Hi there,
My problem is very simple, toy one, even, yet I struggle to find solution. I created 2D array X, shape N x D, of random inputs, then random vector b of size D. Output is y = X @ b, with no error term, simple matrix multiplication. I wanted my model to learn this linear dependency, but PyTorch refused to cooperate. Namely, it’s MSE doesn’t go below variance.
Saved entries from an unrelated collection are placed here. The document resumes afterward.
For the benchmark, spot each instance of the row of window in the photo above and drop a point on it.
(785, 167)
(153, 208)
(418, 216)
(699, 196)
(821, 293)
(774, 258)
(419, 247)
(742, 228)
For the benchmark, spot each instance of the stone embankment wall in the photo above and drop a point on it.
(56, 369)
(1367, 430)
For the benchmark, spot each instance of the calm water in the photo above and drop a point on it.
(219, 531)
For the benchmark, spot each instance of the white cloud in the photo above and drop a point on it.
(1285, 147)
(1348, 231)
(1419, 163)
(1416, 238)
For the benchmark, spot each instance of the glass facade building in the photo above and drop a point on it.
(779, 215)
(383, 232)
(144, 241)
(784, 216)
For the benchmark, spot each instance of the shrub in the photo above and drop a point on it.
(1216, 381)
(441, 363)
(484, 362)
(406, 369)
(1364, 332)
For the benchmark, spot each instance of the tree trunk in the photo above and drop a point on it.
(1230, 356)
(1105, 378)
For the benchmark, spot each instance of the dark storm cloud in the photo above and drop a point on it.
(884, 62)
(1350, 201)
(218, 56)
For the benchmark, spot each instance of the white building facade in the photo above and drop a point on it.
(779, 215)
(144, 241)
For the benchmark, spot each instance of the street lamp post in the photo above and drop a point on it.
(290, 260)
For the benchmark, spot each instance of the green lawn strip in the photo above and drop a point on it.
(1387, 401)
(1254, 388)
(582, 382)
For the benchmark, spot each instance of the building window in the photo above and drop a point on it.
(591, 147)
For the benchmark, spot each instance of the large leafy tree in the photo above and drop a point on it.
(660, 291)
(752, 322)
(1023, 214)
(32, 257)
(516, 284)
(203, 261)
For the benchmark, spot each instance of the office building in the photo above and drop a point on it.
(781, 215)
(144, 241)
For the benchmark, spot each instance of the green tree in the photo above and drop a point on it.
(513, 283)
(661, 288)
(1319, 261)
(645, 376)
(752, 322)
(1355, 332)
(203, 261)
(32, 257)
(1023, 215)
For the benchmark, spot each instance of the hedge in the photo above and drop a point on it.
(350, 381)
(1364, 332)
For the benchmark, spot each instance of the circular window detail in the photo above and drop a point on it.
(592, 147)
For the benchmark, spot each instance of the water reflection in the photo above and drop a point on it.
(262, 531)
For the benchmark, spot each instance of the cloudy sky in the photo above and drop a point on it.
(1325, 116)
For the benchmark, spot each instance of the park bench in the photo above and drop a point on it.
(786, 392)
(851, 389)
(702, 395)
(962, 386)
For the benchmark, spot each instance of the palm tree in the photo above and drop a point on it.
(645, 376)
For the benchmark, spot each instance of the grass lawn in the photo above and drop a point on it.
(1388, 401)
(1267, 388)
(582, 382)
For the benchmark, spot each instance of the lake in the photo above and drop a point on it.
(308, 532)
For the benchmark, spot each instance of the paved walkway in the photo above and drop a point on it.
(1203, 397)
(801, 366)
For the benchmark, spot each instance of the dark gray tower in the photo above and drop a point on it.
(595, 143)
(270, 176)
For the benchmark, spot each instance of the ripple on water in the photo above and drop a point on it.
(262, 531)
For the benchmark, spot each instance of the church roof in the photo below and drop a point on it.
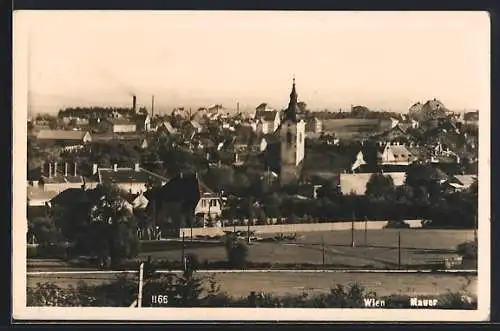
(291, 111)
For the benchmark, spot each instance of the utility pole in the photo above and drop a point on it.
(475, 228)
(183, 253)
(399, 249)
(323, 250)
(366, 232)
(353, 244)
(141, 280)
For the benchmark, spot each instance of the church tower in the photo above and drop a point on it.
(292, 137)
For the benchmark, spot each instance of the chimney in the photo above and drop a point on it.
(42, 169)
(152, 106)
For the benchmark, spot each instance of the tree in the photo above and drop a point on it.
(113, 228)
(44, 230)
(302, 106)
(380, 186)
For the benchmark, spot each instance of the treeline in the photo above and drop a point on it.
(90, 112)
(190, 290)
I created completely analogous model in Keras and it worked well, just as expected.
Code is here:
import numpy as np
from keras.layers import Dense, Activation
from keras.models import Sequential
from keras.optimizers import SGD
from torch import nn, from_numpy
from torch.autograd import Variable
from torch import optim
from torch.nn.functional import mse_loss
X = np.random.randn(100, 5).astype(np.float32)
beta = np.random.randn(5).astype(np.float32)
y = X @ beta
tX = from_numpy(X)
ty = from_numpy(y)
keras_model = Sequential(layers=[Dense(input_shape=(5,), units=20, activation='relu'),
Dense(units=1)])
torch_model = nn.Sequential(nn.Linear(5, 20), nn.ReLU(), nn.Linear(20, 1))
opt = optim.SGD(torch_model.parameters(), lr=1e-3, momentum=0.8)
keras_model.compile(SGD(lr=1e-3, momentum=0.8), loss='mse')
ITERS = 100
for i in range(ITERS):
# torch_model.zero_grad()
loss = mse_loss(torch_model(tX), ty)
opt.zero_grad()
loss.backward()
opt.step()
print(mse_loss(torch_model(tX), ty))
print(y.var())
keras_model.fit(X, y, batch_size=X.shape[0], epochs=ITERS)
PyTorch version: 1.0.0
Keras version: 2.0.4
Everything trained on CPU. I didn’t add many more printers in this code, but turns out that weights are updating, albeit slightly.
Probably I’m overseeing something completely trivial, but, well, maybe I’m blind.